Ahrendts bought back the licenses, centralized manufacturing in the company’s original Yorkshire mills, closed factories and fired design teams elsewhere in the world, and put Bailey in charge of all design decisions globally. But the company also had to rediscover its roots, so she brought in a cultural anthropologist to study the brand and unearth its story.
There was plenty to work with. Founded in 1856 by a 21-year-old draper’s apprentice named Thomas Burberry, the company had furnished Ernest Shackleton in the Antarctic, kept Lord Kitchener dry as he extended the British Empire across Africa, and supplied trench coats to the army during World War I.
With Millennials as the new target market, however, Ahrendts and Bailey needed more than Victorian field marshals and Edwardian adventurers. So they focused on the products themselves. As Bailey told Fast Company, “It’s not just a coat. That coat has a story. . . . People want the soul in things. They want to understand the whys and the whats and the values that surround it.”
Bailey has been able to communicate this because far more than other luxury brands, Burberry has been willing to peel back the glamour to expose the craftsmanship beneath. By showcasing grainy, black-and-white footage of Yorkshire mill workers, they’ve taken the Burberry story beyond fantasy to ground it in something authentic and real. Burberry isn’t considered a luxury brand just because it’s expensive; it’s expensive for the same qualities that make it a luxury.
At the same time, Burberry has embraced digital technology and social media, telling its story through YouTube and Instagram and Pinterest and through RFID chips that turn mirrors in its stores into screens. Blurring the line between digital and physical, it has used its online presence—dubbed Burberry World, for reasons any story-focused marketer would find obvious—as a template for its flagship stores in London and Shanghai. Stores that, not coincidentally, it calls “Burberry World Live.”
The results have been startling—revenues doubling over the past five years to £2.3 billion, pre-tax profits growing even faster to £460 million.

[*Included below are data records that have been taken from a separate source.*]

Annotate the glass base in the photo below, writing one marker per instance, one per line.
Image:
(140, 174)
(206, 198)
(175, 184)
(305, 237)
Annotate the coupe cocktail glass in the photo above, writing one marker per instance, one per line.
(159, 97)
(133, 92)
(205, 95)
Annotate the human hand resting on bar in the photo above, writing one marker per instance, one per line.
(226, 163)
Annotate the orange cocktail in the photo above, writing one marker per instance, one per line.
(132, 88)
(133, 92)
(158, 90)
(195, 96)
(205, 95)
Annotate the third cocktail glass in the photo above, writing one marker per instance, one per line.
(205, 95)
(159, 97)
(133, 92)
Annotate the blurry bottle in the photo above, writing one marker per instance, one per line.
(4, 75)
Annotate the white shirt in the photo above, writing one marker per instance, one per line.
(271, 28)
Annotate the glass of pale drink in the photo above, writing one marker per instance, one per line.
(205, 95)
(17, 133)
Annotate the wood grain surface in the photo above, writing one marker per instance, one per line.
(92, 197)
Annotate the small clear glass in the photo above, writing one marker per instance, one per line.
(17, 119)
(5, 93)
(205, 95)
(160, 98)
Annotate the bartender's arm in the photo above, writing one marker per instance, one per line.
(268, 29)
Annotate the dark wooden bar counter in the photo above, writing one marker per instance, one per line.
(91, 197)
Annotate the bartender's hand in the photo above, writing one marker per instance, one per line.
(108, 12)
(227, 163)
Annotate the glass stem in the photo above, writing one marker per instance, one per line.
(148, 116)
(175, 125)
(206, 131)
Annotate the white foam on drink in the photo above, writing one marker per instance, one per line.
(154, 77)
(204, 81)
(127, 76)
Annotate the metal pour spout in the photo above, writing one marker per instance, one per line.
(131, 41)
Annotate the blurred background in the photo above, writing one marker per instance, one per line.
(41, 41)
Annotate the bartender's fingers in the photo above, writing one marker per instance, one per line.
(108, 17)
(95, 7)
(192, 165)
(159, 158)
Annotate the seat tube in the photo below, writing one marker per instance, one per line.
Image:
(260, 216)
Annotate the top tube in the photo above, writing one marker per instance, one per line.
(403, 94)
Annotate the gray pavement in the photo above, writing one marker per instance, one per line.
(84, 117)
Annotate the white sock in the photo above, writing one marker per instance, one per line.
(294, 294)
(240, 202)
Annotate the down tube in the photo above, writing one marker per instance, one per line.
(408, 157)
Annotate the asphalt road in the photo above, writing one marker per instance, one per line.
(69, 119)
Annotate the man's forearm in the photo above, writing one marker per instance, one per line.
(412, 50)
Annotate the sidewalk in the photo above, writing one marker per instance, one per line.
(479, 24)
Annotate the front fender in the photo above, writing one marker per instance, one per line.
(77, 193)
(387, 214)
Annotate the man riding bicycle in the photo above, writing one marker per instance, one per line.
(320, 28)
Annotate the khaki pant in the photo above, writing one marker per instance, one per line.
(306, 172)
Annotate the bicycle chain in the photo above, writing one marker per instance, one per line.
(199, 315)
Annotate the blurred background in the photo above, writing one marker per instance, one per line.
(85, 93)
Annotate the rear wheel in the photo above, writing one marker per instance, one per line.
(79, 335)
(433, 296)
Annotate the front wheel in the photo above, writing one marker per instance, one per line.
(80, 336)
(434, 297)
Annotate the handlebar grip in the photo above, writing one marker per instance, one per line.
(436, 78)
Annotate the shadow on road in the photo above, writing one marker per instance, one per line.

True, the luxury market has grown dramatically in the past few years. But anyone who thinks that’s the only reason for Burberry’s success should take a look at Aquascutum, an equally distinguished 19th-century English heritage brand well known for its trench coats. In 2012, after years of management upheaval, Aquascutum fell into bankruptcy and was bought by its Chinese distributor for a mere £15 million—the equivalent of about two weeks’ profit at Burberry. Story wasn’t the only factor that distinguished Burberry—but it certainly helped.